RWE to acquire E.ON renewables assets to become green power leader

Germany's E.ON and RWE announced February 12 an asset swap deal which will see E.ON take a controlling stake in Innogy and RWE acquire E.ON's renewables energy business.

E.ON currently operates around 5.3 GW of renewable generation capacity and has a strong presence in Europe and U.S.

E.ON will acquire RWE’s 76.8% stake in Innogy, allowing E.ON to focus on intelligent networks and customer solutions to become "an innovative force behind the energy transition in Europe," the companies said.

RWE's acquisition of E.ON.'s renewable energy assets will make it Europe's third-largest renewable energy company and the second-largest wind power group.

"This opens up attractive growth prospects, with a concrete project pipeline in Europe and the U.S.," the firms said.

RWE will also receive minority stakes held by E.ON’s subsidiary PreussenElektra in the RWE-operated power plants Emsland and Gundremmingen, as well as Innogy’s gas storage assets and its participation in the Austrian energy utility Kelag.

"RWE will become a broadly diversified power producer optimally complementing a large portfolio of renewables assets with its conventional energy generation and linking the two with its existing trading platform," it said.

The transaction will also see RWE take a 16.7% stake in E.ON.

E.ON expects annual synergies of between 600 and 800 million euros by 2022 and predicts the deal will lead to up to 5,000 jobs losses from the 70,000 jobs currently at E.ON group.

At the same time, E.ON expects to create "thousands of new jobs" in the coming decade, it said.

"This strategic exchange of businesses will create two highly focused companies that will shape a better future for Europe’s energy landscape. Each company will have a stronger entrepreneurial core," Johannes Teyssen, CEO of E.ON, said.

"The new E.ON will be able to intensify its efforts towards climate protection, for example through the faster roll-out of charging networks for e-mobility or the advancement and extension of smart grids in Europe. In turn, our renewables platform will become part of a stronger joint entity within RWE,” Teyssen said.

"The expansion of CO2-free electricity generation will increasingly evolve from a regulated sector to a normal competitive market," Rolf Martin Schmitz, CEO of RWE, said.

"Significant size is crucial for success in this future-orientated business," he said.

The voluntary public takeover offer period for the deal is expected to start in May 2018 and the transaction is expected to close by the end of 2019.

Until the transaction completes, E.ON, RWE and Innogy will remain separate businesses and competitors.

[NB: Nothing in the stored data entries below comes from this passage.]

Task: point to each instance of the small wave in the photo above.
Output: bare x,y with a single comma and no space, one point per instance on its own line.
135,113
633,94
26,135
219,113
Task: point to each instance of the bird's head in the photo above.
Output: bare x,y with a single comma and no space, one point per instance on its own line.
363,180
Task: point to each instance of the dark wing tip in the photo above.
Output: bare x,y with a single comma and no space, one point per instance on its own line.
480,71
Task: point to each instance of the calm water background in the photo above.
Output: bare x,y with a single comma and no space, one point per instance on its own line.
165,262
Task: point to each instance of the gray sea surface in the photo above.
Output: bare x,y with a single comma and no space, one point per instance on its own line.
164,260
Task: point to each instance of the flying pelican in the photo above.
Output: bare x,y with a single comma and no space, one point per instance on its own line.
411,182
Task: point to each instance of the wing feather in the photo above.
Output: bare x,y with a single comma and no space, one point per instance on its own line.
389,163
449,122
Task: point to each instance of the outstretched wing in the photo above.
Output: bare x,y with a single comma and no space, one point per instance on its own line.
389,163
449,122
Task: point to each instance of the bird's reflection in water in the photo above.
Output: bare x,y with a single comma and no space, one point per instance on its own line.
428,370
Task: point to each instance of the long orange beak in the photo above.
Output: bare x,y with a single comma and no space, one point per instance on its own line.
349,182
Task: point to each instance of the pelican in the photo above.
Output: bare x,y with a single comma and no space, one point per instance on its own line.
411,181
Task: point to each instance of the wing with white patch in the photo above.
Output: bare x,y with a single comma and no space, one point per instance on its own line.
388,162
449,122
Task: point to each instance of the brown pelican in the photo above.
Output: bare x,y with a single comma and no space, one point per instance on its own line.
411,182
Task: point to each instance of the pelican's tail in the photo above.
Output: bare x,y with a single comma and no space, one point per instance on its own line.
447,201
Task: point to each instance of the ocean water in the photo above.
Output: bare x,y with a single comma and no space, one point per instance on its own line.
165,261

Canadian Solar creates global O&M business to capture new contracts

Canadian Solar has launched a global operations and maintenance (O&M) business for utility-scale solar power plants as it looks to increase its share of the growing O&M market, the company announced March 12.

"We built the O&M team to provide the best quality of service and operations in order to maximize the value of our own solar assets. Now we are making these best practices and processes, fully ingrained in our O&M team's DNA, available to third-party asset owners," Shawn Qu, Chairman and CEO of Canadian Solar, said.

Founded in 2001, Canadian Solar has shipped more than 25 GW of panels globally and currently has a total project development pipeline of around 12 GW.

The company's O&M teams currently operate 700 MW of global solar capacity and manage a further 1.2 GW capacity under contract. The company provides performance guarantees for 99% availability ratios and the average availability of facilities under its management is over 99.5%, according to the company's website.